Mandela: le faux interprète en langue des signes nie tout passé criminel

L'interprète en langue des signes dénoncé comme incompétent le jour de la cérémonie d'hommage à Nelson Mandela du 10 décembre a nié lundi avoir un passé criminel, comme l'ont affirmé des médias sud-africains.

"C'est n'importe quoi", a-t-il dit à l'AFP, lors d'une conversation téléphonique où il s'est montré très confus, à propos d'un article de l'hebdomadaire sud-africain Sunday Times dimanche.

Le Sunday Times affirmait que Thamsanqa Jantjie, qui a passé plusieurs heures lors de la cérémonie aux côtés des grands de ce monde, dont le président américain Barack Obama, avait admis avoir participé à un meurtre collectif en 2003.

"C'est quelque chose de collectif, ce qu'on appelle la justice de la foule, et j'étais là aussi", dit-il dans le Sunday Times, qui précise que les charges contre lui ont été abandonnées parce qu'il a été considéré suffisamment malade sur le plan mental pour ne pas être poursuivi.

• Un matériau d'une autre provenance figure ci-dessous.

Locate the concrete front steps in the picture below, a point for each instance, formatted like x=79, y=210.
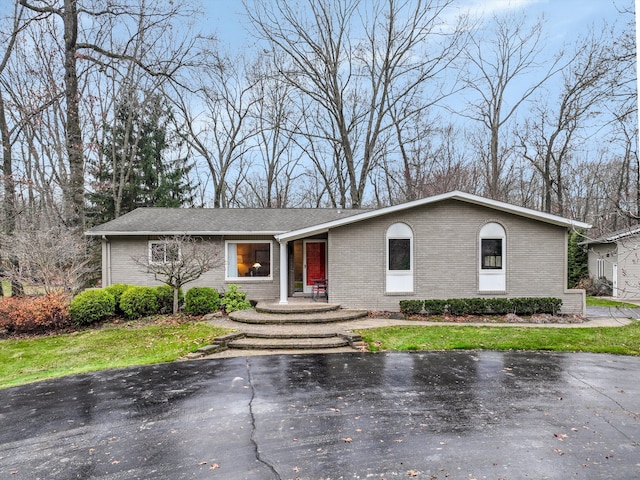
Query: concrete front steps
x=298, y=326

Contacté lundi par l'AFP, il s'est emporté et a tenu un discours largement incohérent.

La semaine dernière, la chaîne de télévision privée eNCA avait également affirmé que l'homme avait été impliqué dans des affaires criminelles, dont un viol et une tentative de meurtre. Ces informations n'ont jamais été confirmées.

Par ailleurs, l'ANC, le parti au pouvoir, a ouvert une enquête sur de possibles liens entre ce faux interprète et des membres du parti.

L'affaire de cet interprète fait doublement scandale en Afrique du Sud. D'une part parce que la communauté des sourds s'est sentie insultée que l'on fasse traduire une cérémonie d'hommage à Nelson Mandela par un homme qui semblait tout ignorer de la langue des signes.

Et d'autre part parce que l'état mental de cet homme, qui dit souffrir de schizophrénie, et son éventuel passé criminel, semblent avoir fait peser une menace sur les invités du gouvernement venus rendre hommage à l'ancien président défunt.